Donald completed several novels in the 1970s and worked at various jobs in order to travel as often as possible to Europe. In 1980 Christopher Street , a gay literary magazine, published one of Donald's short stories. He then wrote The Secrets of Mabel Eastlake , his first published novel. This camp gay thriller garnered attention in the U.S. and U.K. and led to the publication of Paradise Gardens , a novel that he had completed in London several years earlier. That, in turn, led to the publication of A Movie , the experimental novel he had completed at age 18.

Increasingly interested in gay history, and the social ramifications of the Oscar Wilde trials of 1895, Donald spent five years researching and writing about the short, tumultuous life of the 19th-century English artist Aubrey Beardsley. The play Beardsley , about the devastating relationship between Beardsley and Wilde, was produced in 1987. The play was followed by the novel The Confessions of Aubrey Beardsley in 1993.

Gays in Oregon had been battling repressive anti-gay rights measures for years, and yet no one had ever written about these battles from a gay perspective. Donald felt these ongoing battles were an essential and defining part of gay cultural history and identity that were being entirely ignored by the mainstream media.
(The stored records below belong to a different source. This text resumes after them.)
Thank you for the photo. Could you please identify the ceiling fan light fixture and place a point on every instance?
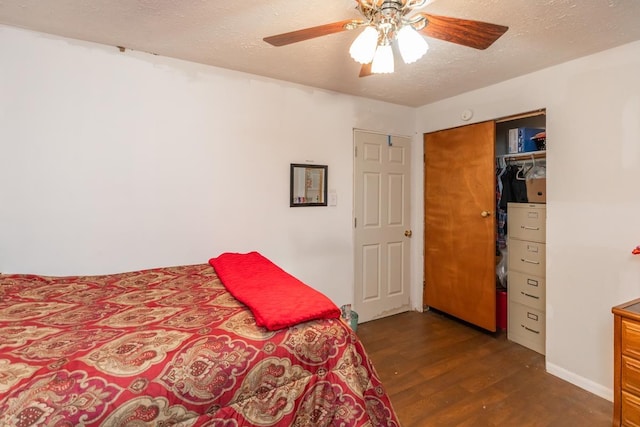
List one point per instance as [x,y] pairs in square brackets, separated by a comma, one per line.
[411,44]
[383,60]
[363,48]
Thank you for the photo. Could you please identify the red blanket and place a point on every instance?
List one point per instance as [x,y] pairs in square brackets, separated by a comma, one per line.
[276,298]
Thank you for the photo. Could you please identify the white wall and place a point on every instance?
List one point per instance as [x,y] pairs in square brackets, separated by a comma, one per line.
[115,161]
[593,200]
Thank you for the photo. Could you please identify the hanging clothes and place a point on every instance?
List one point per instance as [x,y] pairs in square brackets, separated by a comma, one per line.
[514,186]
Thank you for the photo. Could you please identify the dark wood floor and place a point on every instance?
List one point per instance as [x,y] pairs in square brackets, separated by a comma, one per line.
[441,372]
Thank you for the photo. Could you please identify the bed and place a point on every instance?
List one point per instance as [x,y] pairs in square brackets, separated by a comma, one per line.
[172,347]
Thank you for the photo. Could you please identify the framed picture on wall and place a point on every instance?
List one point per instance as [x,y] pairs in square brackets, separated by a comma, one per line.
[308,185]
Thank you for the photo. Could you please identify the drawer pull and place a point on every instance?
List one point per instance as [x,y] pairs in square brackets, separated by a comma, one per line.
[530,330]
[529,295]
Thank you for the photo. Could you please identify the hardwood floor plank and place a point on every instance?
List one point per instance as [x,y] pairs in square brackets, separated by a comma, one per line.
[442,372]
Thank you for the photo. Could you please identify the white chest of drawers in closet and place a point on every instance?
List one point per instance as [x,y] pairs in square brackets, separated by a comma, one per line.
[526,274]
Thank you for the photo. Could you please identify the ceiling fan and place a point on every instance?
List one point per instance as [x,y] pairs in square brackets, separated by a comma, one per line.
[386,21]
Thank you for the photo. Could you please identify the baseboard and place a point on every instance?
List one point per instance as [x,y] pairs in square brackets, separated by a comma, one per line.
[583,383]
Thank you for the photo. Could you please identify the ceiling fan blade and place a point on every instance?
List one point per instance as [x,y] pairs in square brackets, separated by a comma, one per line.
[365,70]
[475,34]
[310,33]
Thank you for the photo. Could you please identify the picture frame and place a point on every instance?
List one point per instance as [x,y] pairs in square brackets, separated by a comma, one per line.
[308,185]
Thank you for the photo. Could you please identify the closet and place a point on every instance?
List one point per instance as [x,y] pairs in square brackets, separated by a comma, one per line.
[462,219]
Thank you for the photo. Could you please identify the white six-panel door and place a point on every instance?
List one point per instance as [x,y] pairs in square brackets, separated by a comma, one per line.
[382,224]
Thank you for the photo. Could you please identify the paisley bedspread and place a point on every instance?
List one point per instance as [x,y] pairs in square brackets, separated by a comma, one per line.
[171,346]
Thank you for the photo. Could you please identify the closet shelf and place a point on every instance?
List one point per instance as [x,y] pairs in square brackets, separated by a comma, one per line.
[523,156]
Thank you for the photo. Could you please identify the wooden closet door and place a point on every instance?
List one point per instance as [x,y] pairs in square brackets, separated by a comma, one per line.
[460,199]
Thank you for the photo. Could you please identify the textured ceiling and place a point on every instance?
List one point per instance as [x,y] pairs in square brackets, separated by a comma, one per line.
[229,34]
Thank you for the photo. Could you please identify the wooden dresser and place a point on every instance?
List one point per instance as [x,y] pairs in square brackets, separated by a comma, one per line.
[626,365]
[526,225]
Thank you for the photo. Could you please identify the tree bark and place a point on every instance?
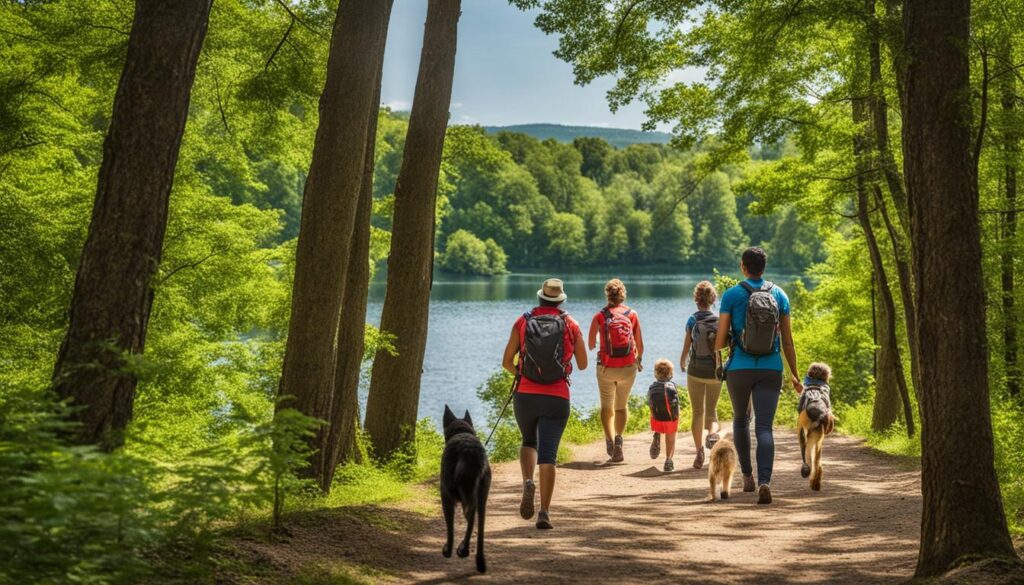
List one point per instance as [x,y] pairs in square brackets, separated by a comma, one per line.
[1011,154]
[887,401]
[889,345]
[394,386]
[963,508]
[351,328]
[113,297]
[329,209]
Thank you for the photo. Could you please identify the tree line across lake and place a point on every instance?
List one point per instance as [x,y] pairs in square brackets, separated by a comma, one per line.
[184,258]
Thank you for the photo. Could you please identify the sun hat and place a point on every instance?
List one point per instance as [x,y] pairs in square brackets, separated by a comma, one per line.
[552,291]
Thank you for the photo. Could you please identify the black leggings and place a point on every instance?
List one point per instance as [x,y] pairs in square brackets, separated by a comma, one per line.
[542,420]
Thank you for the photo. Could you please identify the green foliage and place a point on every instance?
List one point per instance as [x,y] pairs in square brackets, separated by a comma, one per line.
[466,253]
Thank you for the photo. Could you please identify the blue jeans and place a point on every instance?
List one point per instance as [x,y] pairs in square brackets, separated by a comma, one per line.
[764,387]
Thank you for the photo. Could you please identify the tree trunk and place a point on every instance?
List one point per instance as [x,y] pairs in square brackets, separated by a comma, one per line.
[894,183]
[889,345]
[394,387]
[963,508]
[329,208]
[1011,154]
[351,328]
[887,402]
[110,307]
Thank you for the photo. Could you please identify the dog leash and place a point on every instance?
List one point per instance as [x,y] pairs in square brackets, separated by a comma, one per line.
[515,386]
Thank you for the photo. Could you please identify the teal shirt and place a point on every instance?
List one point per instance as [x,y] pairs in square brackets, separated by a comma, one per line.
[734,303]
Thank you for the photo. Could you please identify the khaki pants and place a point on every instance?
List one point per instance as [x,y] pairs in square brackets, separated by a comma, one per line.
[614,385]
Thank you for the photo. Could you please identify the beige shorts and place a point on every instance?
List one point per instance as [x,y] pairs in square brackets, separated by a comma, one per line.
[614,384]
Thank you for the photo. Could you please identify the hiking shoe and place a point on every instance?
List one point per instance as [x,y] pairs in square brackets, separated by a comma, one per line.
[748,483]
[616,455]
[544,520]
[698,460]
[712,440]
[526,505]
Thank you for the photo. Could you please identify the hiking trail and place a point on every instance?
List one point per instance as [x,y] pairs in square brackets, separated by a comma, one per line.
[630,523]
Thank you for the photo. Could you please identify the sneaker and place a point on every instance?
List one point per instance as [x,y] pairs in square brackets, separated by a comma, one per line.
[616,455]
[526,505]
[748,483]
[544,520]
[712,440]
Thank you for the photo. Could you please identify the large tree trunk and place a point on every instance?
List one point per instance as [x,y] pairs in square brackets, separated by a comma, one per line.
[110,307]
[394,386]
[344,419]
[887,403]
[329,208]
[889,345]
[1011,155]
[963,509]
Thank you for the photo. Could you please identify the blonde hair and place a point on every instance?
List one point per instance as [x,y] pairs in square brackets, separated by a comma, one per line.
[819,371]
[614,291]
[663,370]
[705,295]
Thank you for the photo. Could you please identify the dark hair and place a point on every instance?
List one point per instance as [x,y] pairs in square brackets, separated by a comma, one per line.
[755,259]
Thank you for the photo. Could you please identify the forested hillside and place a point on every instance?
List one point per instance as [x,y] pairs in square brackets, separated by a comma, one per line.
[617,137]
Queer Corners , set in a fictional gay neighborhood in Portland, Oregon during a viciously homophobic anti-gay rights battle, was turned down by several publishers for being "too political". It was finally taken on by BridgeCity Books in Portland and published in 1999.

Between his travel-writing jobs, Donald continued to write plays and novels. For his next three novels, Donald used the name of his Swedish great-grandfather, Swan Adamson, as a nom de plume . My Three Husbands , a comic novel about two rather conventional gay dads and their very unconventional daughter was the first Swan Adamson novel.

It was followed by a sequel, Confessions of a Pregnant Princess . But the U.K. publishers wanted a follow-up novel of their own, so Donald wrote an alternative sequel called Memoirs Are Made of This .

He lives, works and gardens in Portland and Manhattan, and is currently working on a new novel, The Secret Library, and a fictional biography of Jean-Baptiste Charbonneau, the son of Sacagawea.